The Chinese in America
The 1882 Chinese Exclusion Act was a moral blot that was second only to the stain of slavery on American ideals of liberty and justice for all. The Act was, as Columbia University history professor Mae Ngai writes in her fascinating study, The Lucky Ones: One Family and the Extraordinary Invention of Chinese America, “the first—and only—U.S. immigration law to ever name a specific group for exclusion on grounds of its alleged racial unassimilability.”
But paradoxically, Ngai shows, the Act helped engender the Chinese-American middle class by fostering a set of professions—interpreters and “in-between” people—that brokered relationships between Chinese who lived mostly in the Chinatowns of America and mainstream, white America. Her case in point is the story of four generations of the Tape family.
Jeu Dip arrived in San Francisco from China as a young boy on his own in 1864. He had an entrepreneurial spirit, found work on a farm in the outer reaches of San Francisco, far from the Chinese Quarter, and later became the sole agent for Chinese people dealing with the Southern Pacific Railroad. His future wife arrived in San Francisco more traumatically. She had likely been sold by her family to work in domestic servitude in a Chinatown brothel and, later, to be trained as a prostitute. She was rescued by missionaries and raised in a mission home as Mary McGladery. When the pair married in 1875, Jeu Dip changed his name to Joseph Tape. Joseph and Mary raised four children as the Exclusion Act was taking full force. The Lucky Ones follows the family’s fortunes and misfortunes until the Act was repealed in 1943 “to counter Japan’s war propaganda that American immigration laws were racist.”

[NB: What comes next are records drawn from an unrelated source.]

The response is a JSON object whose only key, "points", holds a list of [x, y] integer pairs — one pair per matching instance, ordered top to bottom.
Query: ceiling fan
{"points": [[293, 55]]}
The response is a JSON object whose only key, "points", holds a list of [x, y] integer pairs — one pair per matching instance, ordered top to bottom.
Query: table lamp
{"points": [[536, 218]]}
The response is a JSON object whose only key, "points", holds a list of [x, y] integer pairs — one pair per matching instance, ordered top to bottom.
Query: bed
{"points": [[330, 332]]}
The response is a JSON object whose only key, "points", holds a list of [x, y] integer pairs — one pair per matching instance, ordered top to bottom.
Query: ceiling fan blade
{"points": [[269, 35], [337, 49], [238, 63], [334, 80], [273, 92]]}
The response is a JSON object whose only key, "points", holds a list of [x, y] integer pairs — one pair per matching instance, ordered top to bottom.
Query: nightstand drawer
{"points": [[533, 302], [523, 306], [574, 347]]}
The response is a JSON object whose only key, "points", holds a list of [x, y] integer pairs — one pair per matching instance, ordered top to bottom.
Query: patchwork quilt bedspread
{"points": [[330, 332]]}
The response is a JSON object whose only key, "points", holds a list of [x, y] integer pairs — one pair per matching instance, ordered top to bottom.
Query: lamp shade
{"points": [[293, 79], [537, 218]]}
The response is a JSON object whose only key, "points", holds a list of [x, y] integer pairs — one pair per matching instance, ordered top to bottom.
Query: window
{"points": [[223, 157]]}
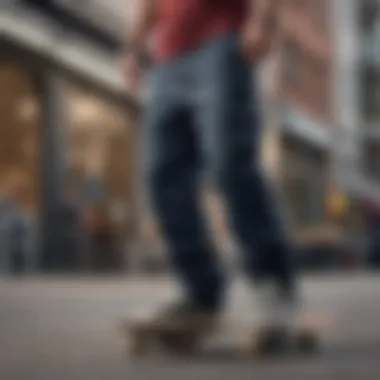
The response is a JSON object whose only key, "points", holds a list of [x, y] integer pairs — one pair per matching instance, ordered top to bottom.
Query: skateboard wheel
{"points": [[270, 342], [307, 342]]}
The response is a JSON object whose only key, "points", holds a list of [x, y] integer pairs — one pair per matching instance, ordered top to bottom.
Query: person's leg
{"points": [[228, 106], [171, 170]]}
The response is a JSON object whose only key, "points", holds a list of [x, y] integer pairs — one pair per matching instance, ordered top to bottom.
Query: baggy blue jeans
{"points": [[203, 112]]}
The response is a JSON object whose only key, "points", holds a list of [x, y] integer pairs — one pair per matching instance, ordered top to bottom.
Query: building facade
{"points": [[301, 109], [67, 122]]}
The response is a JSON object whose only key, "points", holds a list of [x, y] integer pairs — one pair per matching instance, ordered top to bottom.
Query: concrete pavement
{"points": [[53, 328]]}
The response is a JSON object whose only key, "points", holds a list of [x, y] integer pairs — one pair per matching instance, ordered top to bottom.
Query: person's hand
{"points": [[256, 40], [132, 71]]}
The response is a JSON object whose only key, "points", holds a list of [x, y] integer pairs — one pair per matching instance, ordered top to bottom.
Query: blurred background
{"points": [[70, 199], [72, 206]]}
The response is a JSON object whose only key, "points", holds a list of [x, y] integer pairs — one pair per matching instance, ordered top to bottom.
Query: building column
{"points": [[53, 165]]}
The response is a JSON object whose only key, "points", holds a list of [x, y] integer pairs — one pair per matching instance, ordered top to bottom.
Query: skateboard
{"points": [[239, 336]]}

The Tapes left behind little in the way of personal records or correspondence. But they were involved in two prominent legal proceedings. In the first, daughter Mamie won a landmark constitutional case granting her the right to a public education. Many, many years later, her ne’er-do-well brother Frank was tried, and eventually acquitted, of extorting bribes from Chinese people while employed by U.S. Immigration. The Tapes also left behind a remarkable set of photo albums documenting their middle-class lives in Berkeley. Through these documents and through outstanding sleuthing in public records, Ngai has put together an intriguing chronicle of an exceptional family. Even better, she uses the Tapes’ unusual experiences as early members of the Chinese-American middle class to illuminate the experiences of all Chinese immigrants in the troubled era of the Exclusion Act.